Crap. This actually startled me quite bit. How’d he got so close so quickly? In an excellent piece of timing he also only turned his headlights on after I’d been looking for him for about a half-second in the mirror. It was almost as if he knew I was watching him. 

I was getting worried. Maybe I’d angered him by overtaking. Maybe this was the start of back-and-forth battle between us that would ultimately end in us both catering over a cliff. Maybe Spielberg was right. 

The gradual down-grades continued. Every time I looked in the mirror he was closer, black exhaust spewing from the vertical pipes either side of his cab every time his engine kicked up a notch. I was fighting a loosing battle. On a down-grade there was no hope. 

A few miles later he was practically on my bumper. The road dropped away ahead and I looked again in my mirror. He was gone! Disappeared! The car was buffeted to the right as he flew past my left hand side. As his cab passed mine I got a blare from the traditional American truck horn. 

Touché truck.

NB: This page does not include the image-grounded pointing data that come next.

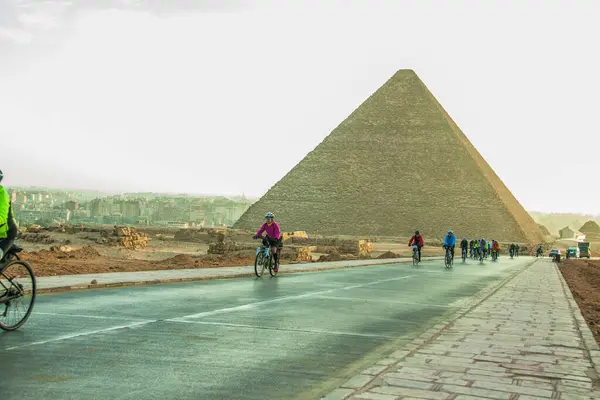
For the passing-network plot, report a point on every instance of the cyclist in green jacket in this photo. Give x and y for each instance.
(8, 227)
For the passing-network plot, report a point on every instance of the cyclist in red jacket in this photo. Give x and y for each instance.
(418, 240)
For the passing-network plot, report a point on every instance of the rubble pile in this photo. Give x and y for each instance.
(303, 254)
(130, 238)
(44, 238)
(126, 237)
(223, 247)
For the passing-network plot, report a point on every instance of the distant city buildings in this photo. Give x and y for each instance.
(48, 207)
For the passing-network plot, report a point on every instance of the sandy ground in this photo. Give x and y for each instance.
(83, 255)
(583, 278)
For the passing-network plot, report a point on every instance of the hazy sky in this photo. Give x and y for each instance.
(226, 96)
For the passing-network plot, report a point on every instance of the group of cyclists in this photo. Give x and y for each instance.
(475, 248)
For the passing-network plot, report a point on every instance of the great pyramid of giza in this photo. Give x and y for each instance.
(396, 164)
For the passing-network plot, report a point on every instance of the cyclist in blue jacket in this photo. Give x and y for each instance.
(450, 242)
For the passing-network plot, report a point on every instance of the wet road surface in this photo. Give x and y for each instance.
(294, 336)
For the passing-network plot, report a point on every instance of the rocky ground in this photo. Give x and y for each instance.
(583, 278)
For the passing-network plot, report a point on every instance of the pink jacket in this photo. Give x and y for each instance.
(272, 231)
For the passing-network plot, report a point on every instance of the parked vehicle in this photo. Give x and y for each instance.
(584, 249)
(572, 252)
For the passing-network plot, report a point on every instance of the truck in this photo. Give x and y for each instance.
(584, 249)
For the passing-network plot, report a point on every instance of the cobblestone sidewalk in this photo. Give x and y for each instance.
(527, 340)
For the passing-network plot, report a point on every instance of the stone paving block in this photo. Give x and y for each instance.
(567, 384)
(477, 392)
(513, 389)
(535, 384)
(374, 396)
(492, 359)
(387, 361)
(411, 377)
(338, 394)
(374, 370)
(415, 370)
(404, 392)
(408, 383)
(465, 397)
(399, 354)
(358, 381)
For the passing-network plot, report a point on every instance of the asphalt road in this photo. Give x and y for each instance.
(294, 336)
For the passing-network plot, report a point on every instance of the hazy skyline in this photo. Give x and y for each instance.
(227, 96)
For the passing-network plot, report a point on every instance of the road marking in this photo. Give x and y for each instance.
(210, 313)
(74, 335)
(337, 333)
(284, 298)
(385, 301)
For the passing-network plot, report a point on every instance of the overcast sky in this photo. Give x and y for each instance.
(225, 96)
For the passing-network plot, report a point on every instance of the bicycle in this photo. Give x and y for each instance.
(494, 255)
(415, 255)
(264, 258)
(448, 259)
(17, 288)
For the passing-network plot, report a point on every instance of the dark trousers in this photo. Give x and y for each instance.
(7, 242)
(277, 243)
(419, 252)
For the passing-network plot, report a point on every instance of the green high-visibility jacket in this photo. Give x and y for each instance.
(5, 212)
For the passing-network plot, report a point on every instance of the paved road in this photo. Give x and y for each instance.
(295, 336)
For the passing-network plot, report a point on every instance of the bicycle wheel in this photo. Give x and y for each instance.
(271, 269)
(259, 265)
(17, 294)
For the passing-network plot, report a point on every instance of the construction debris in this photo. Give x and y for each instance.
(303, 254)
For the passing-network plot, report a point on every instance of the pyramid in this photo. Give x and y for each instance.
(396, 164)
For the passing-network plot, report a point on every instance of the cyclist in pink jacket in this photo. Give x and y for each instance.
(273, 237)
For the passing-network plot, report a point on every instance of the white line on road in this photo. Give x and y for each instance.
(384, 301)
(213, 312)
(96, 317)
(284, 298)
(337, 333)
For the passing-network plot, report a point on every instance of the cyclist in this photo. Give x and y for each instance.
(273, 237)
(417, 239)
(496, 248)
(450, 242)
(539, 252)
(464, 244)
(482, 247)
(8, 226)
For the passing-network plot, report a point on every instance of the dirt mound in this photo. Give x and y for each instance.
(61, 252)
(544, 230)
(590, 228)
(388, 254)
(178, 259)
(583, 278)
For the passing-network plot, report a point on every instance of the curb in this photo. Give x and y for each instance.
(589, 342)
(363, 381)
(60, 289)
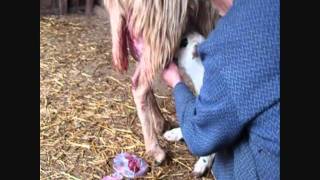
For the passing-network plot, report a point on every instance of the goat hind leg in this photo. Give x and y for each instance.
(142, 94)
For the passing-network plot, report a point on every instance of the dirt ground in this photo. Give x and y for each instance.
(86, 108)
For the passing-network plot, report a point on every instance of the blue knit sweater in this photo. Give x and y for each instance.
(236, 114)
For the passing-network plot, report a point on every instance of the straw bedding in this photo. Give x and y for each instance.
(86, 108)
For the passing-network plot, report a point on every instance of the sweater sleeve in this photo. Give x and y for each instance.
(208, 122)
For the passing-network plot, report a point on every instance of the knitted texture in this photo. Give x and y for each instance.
(236, 114)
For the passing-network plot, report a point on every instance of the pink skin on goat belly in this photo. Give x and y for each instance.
(135, 45)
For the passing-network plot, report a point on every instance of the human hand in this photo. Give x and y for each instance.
(171, 75)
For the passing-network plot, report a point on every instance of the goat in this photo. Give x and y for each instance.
(152, 30)
(191, 63)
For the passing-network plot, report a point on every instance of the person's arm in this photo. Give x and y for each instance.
(208, 122)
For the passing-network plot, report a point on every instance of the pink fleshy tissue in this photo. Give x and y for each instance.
(127, 165)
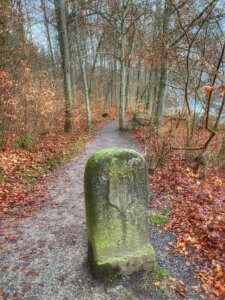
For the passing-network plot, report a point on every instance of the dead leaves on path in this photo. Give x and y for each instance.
(198, 217)
(23, 173)
(197, 203)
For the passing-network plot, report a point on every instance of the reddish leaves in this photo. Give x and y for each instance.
(197, 202)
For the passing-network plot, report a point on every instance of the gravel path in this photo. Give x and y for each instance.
(46, 259)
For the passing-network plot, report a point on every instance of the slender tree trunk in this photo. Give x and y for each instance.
(46, 22)
(63, 34)
(83, 70)
(122, 79)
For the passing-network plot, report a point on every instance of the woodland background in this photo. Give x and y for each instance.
(65, 64)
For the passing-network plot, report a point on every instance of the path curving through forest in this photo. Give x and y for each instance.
(48, 259)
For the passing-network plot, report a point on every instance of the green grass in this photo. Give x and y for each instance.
(158, 219)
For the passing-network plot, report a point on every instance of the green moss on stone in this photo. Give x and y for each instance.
(117, 237)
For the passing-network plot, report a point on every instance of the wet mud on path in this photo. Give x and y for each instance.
(48, 260)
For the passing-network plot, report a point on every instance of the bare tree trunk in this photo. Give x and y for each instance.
(122, 78)
(83, 68)
(46, 22)
(163, 67)
(62, 28)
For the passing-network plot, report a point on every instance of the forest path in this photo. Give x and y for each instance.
(47, 260)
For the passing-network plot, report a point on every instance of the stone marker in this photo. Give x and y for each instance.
(116, 198)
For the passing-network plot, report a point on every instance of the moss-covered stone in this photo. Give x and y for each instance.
(116, 198)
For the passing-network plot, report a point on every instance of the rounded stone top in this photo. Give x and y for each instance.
(110, 153)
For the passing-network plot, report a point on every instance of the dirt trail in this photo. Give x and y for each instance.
(47, 261)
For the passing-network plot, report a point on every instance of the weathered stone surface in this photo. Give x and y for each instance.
(116, 197)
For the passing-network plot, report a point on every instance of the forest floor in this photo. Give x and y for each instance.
(44, 256)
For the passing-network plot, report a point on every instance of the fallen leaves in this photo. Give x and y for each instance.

You’ve been planning this for miles. 

He pulled over in front of me and then gradually started to open up a gap. I watched him disappear into the distance over the next twenty miles. Eventually, he became indistinguishable from the shimmering mirage as the road disappears into the horizon. 

You win this round truck. 

The whole thing had been played out in well over an hour and, as a result, I only had ten miles left until I had to turn right. For the rest of the day I kept half-expecting the truck to appear in my mirrors again.